Summary
lists and arrays are data types used for storing data in rows and column. However, lists cannot be used to perform column-wise operations, where as arrays can.
.shape - used to check the dimension of the data. .type() - used to check the datatype of the variable.
- If the array contains more than one column then it is known as
matrix.
.astype() function is used to change the datatype.
unicode is a datatype with strings, integers (as a mixture). The mathematical operations can only preformed on integers so we convert from unicode to int.
- In numpy we can provide the field name, it supports (in market people believe it cant so we move to pandas), example to demonstrate the field name in numpy,
a had no field names.
a = numpy.array([[1, "sai", 10], [2, "sia", 20], [3, "ias" ,30]])
a
type(a)
a.shape
a.dtype
# if you observe the dtypes of a ('<U21'), c('int64') and d ('<U1') are different at a: we have mixture of numericals and strings, c: its only numericals and d: has only strings. The dtype values for different mixture and individual datatypes is different.
# inorder to provide the filed names, we need to update it
a.dtype = {'names' : ['StudentRollNo', 'StudentName', 'StudetnAttendance'], 'formats' : [numpy.int64, numpy.unicode, numpy.int64]}
a
t = numpy.array([1, 2, 3])
t
t.dtype = {'names' : ['ID'], 'formats' : [numpy.int64]}
t
formats keyword is used to mention the data type of a particular column stored in an array.
- In
numpy array, a 2D array is called matrix and a 1D array is called a vector. In pandas is just a library extension of numpy that can help to reduce the complexity induced by writing a code for numpy.
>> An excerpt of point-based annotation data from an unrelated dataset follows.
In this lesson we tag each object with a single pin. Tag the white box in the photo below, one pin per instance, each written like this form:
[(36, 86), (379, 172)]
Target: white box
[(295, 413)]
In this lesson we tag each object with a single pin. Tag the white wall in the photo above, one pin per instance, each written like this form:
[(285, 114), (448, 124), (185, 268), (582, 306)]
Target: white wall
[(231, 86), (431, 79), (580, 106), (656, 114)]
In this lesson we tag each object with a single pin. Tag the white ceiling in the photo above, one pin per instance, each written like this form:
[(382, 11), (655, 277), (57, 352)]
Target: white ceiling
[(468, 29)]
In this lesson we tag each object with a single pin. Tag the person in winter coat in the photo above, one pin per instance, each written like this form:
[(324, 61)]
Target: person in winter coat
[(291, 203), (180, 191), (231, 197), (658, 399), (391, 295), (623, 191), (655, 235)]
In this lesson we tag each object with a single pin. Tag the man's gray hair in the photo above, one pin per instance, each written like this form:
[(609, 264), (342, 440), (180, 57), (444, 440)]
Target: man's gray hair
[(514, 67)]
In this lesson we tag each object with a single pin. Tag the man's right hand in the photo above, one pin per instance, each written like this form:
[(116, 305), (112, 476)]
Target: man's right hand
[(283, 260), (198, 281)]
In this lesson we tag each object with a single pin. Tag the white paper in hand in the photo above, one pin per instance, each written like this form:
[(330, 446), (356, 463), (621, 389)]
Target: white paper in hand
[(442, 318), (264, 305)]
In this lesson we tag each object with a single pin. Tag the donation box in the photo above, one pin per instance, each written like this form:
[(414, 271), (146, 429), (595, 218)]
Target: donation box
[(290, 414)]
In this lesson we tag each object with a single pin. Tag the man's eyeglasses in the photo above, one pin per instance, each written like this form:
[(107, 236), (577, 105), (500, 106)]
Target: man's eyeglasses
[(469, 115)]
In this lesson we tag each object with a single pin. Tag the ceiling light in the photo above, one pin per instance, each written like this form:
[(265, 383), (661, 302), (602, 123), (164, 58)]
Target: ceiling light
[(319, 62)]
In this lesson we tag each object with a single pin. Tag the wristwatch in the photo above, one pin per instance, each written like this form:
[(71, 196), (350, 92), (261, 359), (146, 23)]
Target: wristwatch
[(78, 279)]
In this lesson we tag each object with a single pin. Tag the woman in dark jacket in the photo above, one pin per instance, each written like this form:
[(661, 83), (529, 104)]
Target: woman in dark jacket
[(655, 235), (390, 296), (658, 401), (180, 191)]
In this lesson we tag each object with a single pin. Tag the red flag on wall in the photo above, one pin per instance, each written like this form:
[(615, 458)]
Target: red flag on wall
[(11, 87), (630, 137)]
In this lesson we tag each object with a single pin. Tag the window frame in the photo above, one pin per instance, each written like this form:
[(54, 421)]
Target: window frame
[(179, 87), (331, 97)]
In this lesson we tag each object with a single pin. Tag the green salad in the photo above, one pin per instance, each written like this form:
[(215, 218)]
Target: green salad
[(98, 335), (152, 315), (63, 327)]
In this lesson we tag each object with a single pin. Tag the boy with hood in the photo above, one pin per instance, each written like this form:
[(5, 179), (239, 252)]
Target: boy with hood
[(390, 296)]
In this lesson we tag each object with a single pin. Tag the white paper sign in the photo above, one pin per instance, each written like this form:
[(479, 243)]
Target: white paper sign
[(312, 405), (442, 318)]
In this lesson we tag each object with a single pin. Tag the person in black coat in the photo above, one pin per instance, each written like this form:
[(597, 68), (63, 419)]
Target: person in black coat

Numpy is hard-corded, whereas pandas is built on numpy.
pandas.read_csv() extension is one of the file formats which are extensively used in numpy or pandas to read the datasets stored in files. It stands for comma separation file format.
- We can use
<variable name>.columns to retrieve all the names of column fields in an array.
- The
.iloc[] function helps retrieve data present at particular location of an array.